Photocatalytic and structure evaluation of g-C3N4/carbon microspheres and melam/dimelem intermediates under white LED and UVA-Vis irradiation

Despite the polymeric metal-free graphitic carbon nitride (g-C3N4) has been extensively studied for photo-degradation, intermediate oligomers (melam/dimelem) can be generated during the polymerization process and it is a subject matter. The melem compounds feature active amino groups (-NH2) partially linked to one another, facilitating intermolecular reactions and alteration of the compound's structure. This study evaluated the syn-ergic effect of carbon matrix on the physicochemical and electronic characteristics of g-C3N4 (CN) and melam/ dimelem intermediates compounds by synthesis in situ of chitosan and CN precursors. The g-C3N4 were obtained using urea (U) and melamine (M), denoted as CN/U and CN/M, and the carbon microspheres, denoted as CN/CU and CN/CM. The characterizations suggest C-N sp2-hybridized bonds between the carbon ring from chitosan and the melam/dimelem unit, which may be highly activated either in the visible or UVA regions.
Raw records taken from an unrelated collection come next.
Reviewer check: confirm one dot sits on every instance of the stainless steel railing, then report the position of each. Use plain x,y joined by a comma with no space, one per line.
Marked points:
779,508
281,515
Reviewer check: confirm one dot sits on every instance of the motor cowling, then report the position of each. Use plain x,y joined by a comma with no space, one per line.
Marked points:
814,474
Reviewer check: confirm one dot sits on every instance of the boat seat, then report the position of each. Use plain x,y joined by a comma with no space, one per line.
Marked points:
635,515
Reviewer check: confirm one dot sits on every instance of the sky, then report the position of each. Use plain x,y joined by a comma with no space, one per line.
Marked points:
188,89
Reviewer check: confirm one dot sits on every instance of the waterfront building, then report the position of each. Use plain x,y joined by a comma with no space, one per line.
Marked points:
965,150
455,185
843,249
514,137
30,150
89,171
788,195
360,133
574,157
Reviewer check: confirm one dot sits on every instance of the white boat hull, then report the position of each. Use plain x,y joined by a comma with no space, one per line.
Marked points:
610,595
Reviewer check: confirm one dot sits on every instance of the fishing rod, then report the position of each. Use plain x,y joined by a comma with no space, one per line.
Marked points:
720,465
An increase of 16% in photocatalytic efficiency for CN/CM material was observed by incorporating chitosan in the g-C3N4 using withe LED light. The carbon microspheres interact synergistically with the bulk g-C3N4 to form two-dimensional planes in which the charge carriers can move freely along the carbon ring structure. The carbon microspheres are an excellent option to separate the photocatalyst easily from the reaction mixture. Additionally, the photo-catalytic degradation mechanism of RhB by carbon microspheres was also proposed.